A culture of open and reproducible research, in the era of large AI generative models

Joelle Pineau - McGill SOCS

Jan. 19, 2024, 2:30 p.m. - Jan. 19, 2024, 3:30 p.m.

*Macdonald* Engineering Building, Room 276

Hosted by: Dave Meger


We have seen in the last year an incredible pace of progress in large AI
models, with increasing abilities to generate high quality images,
videos, text, sound and more.  The best of these models display signs of
creativity, reasoning, generalization and plasticity beyond what we
could imagine just a few years ago.  Yet many challenges and open
questions remain, both on the technological aspects and the societal
impact of these models.  Further progress, especially on mitigating the
social risks of these models, is hampered by a lack of transparency and
reproducibility.
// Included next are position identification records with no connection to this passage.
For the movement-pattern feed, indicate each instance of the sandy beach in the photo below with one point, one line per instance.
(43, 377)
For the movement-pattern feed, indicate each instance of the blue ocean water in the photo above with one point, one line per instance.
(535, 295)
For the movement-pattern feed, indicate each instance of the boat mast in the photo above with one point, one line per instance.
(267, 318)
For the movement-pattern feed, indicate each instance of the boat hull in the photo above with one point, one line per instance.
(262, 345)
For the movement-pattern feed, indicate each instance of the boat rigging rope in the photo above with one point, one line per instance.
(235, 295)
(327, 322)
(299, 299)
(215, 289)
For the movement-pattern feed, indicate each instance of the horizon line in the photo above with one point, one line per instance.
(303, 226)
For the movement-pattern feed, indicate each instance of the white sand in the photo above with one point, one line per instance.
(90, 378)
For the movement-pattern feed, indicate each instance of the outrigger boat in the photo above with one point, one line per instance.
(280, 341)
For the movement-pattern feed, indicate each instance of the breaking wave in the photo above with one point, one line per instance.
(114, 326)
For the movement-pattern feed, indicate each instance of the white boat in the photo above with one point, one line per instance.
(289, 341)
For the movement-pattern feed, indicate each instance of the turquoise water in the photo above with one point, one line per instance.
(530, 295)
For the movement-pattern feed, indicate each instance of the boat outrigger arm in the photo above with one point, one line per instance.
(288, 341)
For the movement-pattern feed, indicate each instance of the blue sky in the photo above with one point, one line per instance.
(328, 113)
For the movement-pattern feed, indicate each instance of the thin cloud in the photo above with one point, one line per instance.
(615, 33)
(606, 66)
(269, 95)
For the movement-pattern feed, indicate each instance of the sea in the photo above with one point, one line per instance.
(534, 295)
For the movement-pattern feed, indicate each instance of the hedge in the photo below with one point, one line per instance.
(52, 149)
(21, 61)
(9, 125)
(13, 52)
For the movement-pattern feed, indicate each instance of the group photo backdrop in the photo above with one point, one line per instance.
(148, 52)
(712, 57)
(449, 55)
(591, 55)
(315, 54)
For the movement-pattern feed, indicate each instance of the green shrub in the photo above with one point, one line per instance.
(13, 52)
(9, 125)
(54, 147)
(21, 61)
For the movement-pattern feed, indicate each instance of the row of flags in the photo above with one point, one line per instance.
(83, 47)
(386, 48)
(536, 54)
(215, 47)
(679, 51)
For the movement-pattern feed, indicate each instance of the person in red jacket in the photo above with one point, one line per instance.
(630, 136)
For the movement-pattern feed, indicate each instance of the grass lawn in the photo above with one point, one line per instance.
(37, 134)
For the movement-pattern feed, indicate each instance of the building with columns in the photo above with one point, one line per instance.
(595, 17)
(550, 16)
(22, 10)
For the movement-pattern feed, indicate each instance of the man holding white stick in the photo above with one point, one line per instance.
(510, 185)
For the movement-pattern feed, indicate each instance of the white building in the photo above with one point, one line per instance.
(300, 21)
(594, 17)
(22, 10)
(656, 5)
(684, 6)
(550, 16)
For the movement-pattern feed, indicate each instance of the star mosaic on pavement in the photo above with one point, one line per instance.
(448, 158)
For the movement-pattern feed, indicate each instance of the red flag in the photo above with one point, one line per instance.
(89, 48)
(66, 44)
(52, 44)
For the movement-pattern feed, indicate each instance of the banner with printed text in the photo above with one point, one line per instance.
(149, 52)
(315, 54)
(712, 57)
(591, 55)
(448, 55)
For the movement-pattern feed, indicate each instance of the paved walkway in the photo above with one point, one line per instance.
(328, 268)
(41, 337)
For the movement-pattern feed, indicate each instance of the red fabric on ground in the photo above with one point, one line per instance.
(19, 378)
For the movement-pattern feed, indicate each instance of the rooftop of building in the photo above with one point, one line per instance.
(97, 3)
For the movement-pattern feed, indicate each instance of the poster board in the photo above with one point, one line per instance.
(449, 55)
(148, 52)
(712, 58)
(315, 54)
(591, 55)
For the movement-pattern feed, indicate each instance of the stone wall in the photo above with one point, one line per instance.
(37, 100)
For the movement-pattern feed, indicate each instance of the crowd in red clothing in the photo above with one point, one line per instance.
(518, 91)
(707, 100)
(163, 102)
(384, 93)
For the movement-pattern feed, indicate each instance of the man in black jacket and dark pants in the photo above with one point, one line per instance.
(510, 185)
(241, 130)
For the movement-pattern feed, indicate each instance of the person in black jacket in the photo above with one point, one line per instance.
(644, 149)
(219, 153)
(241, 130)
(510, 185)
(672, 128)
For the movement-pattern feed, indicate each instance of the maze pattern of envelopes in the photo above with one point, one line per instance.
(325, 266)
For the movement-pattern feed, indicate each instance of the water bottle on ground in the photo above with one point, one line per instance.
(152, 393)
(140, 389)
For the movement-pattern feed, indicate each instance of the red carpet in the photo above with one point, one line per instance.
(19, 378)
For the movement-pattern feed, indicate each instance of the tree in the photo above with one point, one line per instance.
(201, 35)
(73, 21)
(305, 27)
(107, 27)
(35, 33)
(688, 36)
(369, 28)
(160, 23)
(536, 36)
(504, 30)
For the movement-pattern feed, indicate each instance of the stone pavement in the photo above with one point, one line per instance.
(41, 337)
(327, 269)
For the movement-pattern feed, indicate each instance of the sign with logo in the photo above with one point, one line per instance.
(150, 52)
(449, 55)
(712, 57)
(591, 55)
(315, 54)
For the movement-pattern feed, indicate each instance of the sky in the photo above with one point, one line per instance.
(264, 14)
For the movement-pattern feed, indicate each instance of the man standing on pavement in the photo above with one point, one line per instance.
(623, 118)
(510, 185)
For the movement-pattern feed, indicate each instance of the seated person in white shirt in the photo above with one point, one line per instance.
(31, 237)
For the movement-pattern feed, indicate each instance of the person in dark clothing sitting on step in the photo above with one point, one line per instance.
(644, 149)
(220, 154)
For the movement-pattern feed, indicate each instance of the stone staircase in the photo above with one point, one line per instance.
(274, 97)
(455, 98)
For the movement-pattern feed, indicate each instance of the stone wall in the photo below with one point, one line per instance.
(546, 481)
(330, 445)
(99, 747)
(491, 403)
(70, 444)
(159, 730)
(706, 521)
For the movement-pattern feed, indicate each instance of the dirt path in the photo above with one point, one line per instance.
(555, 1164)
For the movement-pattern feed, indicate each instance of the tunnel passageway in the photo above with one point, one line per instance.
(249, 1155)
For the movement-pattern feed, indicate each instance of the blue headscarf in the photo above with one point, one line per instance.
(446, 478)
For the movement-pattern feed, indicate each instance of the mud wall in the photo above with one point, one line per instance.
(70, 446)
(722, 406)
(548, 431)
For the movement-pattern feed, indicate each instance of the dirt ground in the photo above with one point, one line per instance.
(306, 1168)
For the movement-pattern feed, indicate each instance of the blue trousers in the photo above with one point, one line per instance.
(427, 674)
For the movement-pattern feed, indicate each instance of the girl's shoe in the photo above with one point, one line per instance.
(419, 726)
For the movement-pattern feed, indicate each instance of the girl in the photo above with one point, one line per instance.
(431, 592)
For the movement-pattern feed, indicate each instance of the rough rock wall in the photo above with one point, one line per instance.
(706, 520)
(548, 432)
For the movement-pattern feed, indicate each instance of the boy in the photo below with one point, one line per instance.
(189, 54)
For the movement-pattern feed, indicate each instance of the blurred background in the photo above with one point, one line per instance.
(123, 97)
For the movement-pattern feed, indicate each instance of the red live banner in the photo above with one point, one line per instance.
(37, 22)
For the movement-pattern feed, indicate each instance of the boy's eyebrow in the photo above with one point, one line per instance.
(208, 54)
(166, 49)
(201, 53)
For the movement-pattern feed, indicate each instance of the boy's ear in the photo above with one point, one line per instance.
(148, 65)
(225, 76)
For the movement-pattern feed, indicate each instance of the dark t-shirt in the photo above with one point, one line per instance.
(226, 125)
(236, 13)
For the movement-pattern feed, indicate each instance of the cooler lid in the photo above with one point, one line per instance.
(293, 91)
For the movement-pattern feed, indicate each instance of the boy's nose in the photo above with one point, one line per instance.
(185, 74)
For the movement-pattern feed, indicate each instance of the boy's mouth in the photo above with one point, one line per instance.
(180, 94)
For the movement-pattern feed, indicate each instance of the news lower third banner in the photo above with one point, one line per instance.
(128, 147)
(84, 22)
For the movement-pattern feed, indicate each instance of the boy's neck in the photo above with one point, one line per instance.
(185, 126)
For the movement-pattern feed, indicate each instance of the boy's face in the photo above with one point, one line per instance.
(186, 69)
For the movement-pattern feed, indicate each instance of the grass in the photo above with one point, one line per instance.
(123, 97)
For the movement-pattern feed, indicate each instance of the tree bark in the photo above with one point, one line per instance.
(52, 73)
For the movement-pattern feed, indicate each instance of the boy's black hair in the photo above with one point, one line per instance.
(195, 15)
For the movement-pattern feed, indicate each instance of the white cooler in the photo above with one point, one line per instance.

In this talk I will describe ongoing efforts to
increase best practices towards the responsible training and deployment
of AI research systems, drawing on our experience with the ML
reproducibility program, and the recent release of several

state-of-the-art large models.

Joelle Pineau is a Professor and William Dawson Scholar at the School of Computer Science at McGill University, where she co-directs the Reasoning and Learning Lab. She is a core academic member of Mila and a Canada CIFAR AI chairholder. She is also a VP, AI research at Meta (previously Facebook), where she leads the Fundamental AI Research (FAIR) team. She holds a BASc in Systems Design Engineering from the University of Waterloo, and an MSc and PhD in Robotics from Carnegie Mellon University. Dr. Pineau's research focuses on developing new models and algorithms for planning and learning in complex partially-observable domains. She also works on applying these algorithms to complex problems in robotics, health care, games and conversational agents. She serves on the editorial board of the Journal of Machine Learning Research and is Past-President of the International Machine Learning Society. She is a recipient of NSERC's E.W.R. Steacie Memorial Fellowship (2018), a Fellow of the Association for the Advancement of Artificial Intelligence (AAAI), a Senior Fellow of the Canadian Institute for Advanced Research (CIFAR), a member of the College of New Scholars, Artists and Scientists by the Royal Society of Canada, and a 2019 recipient of the Governor General's Innovation Awards.